To my astonishment I did feel something cold. And I sat up at once to look. ‘There is water,’ I said in surprise. ‘Is the pipe leaking? Perhaps a hole …’ But I touched the pipe, which was very hot and quite solid. The Doctor was watching expectantly. ‘No. It seems intact and hot. But this leak is … cold … almost ice-cold.’ I knew by his face I was close. ‘Sharp and cold, the maid said.’ And suddenly I felt the bolt of illumination. ‘My God! It was ice. It was not a dagger at all. He had an icicle.’
Bell stood there, a broad smile on his face. Then he turned and led me out through the door to the open window he had inspected earlier. There had been water dripping off a low roof here and several icicles had formed. He broke one off and held it up. It was about the size of a dagger.
‘The girl was very unlucky indeed,’ said Bell. ‘This man merely seized what was to hand and hit upon a deadly weapon, but at least he was in no position to use it very effectively. I am very glad, Doyle, you have learned something trivial, though I fear in a rather more important matter you have proved a grave disappointment.’
‘I do not understand,’ I said, as ever brought down to earth after what I had thought was my deductive triumph.
‘You should have called me as soon as the first incident occurred. Not only had the trail gone quite cold by the time I arrived. But, if you had, I could have told you at once there was absolutely no connection whatsoever between the drunken jealous brawl you interrupted here and the vicious, premeditated and indecent assault on Miss Morrison. As it
is, this business, which is utterly predictable, has completely obscured what is far more serious. Now let us go and tell Inspector Beecher what he has no wish to hear.’
Beecher was standing in the ballroom grinning from ear to ear, having evidently recovered his good humour, as Bell approached. ‘Well,’ he said, ‘are you satisfied we have got your man?’
‘No,’ said Bell. ‘Because you have not.’
‘Oh, come,’ said Beecher with impatience.
‘Oh, Miss Morrison had already confirmed it,’ the Doctor said lightly. ‘She saw the waiter with me and will swear on oath that he is not the man who assaulted her.’
Beecher’s smile disappeared so rapidly I thought he was going to choke. ‘You had no business to see her before I did. And how do you explain the fact that they used the same weapon?’
‘Because they did not. The man upstairs used a blade which was seen in full light. Your drunken waiter merely seized the first common article to hand.’
‘And was lucky enough to find a dagger?’
‘No, only this.’ And so saying the Doctor thrust an icicle into the astonished Beecher’s hand. ‘There are plenty of them about tonight and you will find the traces of his one lying under the pipe, inches from where the maid knocked it from him, mixed with her own blood. Your pathologist Summers will confirm it for you, I have no doubt.’

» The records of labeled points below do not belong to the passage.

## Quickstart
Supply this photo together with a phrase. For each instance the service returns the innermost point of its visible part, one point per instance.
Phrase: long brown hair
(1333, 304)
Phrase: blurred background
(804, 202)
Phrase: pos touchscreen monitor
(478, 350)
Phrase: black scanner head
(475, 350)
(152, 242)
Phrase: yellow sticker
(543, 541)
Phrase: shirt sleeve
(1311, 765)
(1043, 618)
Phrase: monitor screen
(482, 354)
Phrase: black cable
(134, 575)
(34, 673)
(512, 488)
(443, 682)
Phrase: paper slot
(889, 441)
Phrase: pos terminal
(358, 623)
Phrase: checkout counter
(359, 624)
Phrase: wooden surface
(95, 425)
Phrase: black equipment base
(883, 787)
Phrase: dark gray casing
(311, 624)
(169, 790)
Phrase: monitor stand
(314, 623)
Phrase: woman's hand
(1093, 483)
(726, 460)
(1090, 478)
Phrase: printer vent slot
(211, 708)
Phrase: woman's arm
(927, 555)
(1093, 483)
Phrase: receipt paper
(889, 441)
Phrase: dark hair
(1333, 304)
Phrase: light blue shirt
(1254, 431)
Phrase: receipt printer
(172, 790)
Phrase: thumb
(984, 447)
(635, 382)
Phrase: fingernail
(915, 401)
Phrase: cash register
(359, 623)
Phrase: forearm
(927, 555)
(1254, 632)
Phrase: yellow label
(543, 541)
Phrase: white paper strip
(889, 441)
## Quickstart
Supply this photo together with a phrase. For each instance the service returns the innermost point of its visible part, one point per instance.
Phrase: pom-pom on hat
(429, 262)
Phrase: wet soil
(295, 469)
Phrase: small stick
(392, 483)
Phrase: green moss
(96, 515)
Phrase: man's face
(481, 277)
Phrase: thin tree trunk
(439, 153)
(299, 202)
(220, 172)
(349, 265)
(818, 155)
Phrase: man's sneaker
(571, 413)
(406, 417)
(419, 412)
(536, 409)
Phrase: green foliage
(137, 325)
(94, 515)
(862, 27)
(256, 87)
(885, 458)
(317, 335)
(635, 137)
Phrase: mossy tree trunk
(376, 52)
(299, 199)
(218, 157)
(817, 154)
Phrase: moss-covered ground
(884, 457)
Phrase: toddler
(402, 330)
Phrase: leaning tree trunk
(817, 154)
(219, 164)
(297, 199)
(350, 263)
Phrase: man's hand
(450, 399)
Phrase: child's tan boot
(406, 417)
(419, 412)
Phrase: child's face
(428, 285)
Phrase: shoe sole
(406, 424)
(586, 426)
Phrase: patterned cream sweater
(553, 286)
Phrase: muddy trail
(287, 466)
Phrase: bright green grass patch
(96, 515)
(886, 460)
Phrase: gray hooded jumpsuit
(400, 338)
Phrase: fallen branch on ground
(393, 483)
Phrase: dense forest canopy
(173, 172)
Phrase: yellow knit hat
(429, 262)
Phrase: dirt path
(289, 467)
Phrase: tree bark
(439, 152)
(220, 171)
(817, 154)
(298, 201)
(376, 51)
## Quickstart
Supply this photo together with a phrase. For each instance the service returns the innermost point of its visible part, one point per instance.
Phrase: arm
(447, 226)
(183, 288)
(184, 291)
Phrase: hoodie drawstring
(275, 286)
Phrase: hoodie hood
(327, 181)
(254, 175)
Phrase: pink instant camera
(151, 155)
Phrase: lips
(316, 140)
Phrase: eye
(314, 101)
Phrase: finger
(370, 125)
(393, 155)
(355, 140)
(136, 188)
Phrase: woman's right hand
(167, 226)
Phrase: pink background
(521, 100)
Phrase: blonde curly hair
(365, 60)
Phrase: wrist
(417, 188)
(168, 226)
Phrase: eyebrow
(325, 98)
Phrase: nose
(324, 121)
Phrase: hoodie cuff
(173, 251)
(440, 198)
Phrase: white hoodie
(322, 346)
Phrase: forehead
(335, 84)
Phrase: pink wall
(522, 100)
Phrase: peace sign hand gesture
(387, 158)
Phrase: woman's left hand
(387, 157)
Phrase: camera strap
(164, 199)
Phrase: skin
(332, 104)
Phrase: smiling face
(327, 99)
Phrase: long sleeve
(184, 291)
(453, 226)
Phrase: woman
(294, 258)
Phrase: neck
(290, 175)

Beecher was speechless as Bell moved off and I followed. ‘Our mystery man is still very much at large,’ the Doctor called back to him. ‘His activities are a matter of enormous concern. And now another opportunity has been squandered.’
THE COINS IN THE GUTTER
Perhaps the Doctor felt he had been a little hard on me, for he was very friendly on the journey back. Indeed, though it was late, he proposed some refreshment. I was delighted to be readmitted to his inner sanctum, the large room which lay up a flight of stairs behind the locked door in his official work place. Here he had gathered an extraordinary collection of criminal artefacts and would even refer to it as his own black museum, for there was at that time some interest in the newly opened Black Museum in Scotland Yard.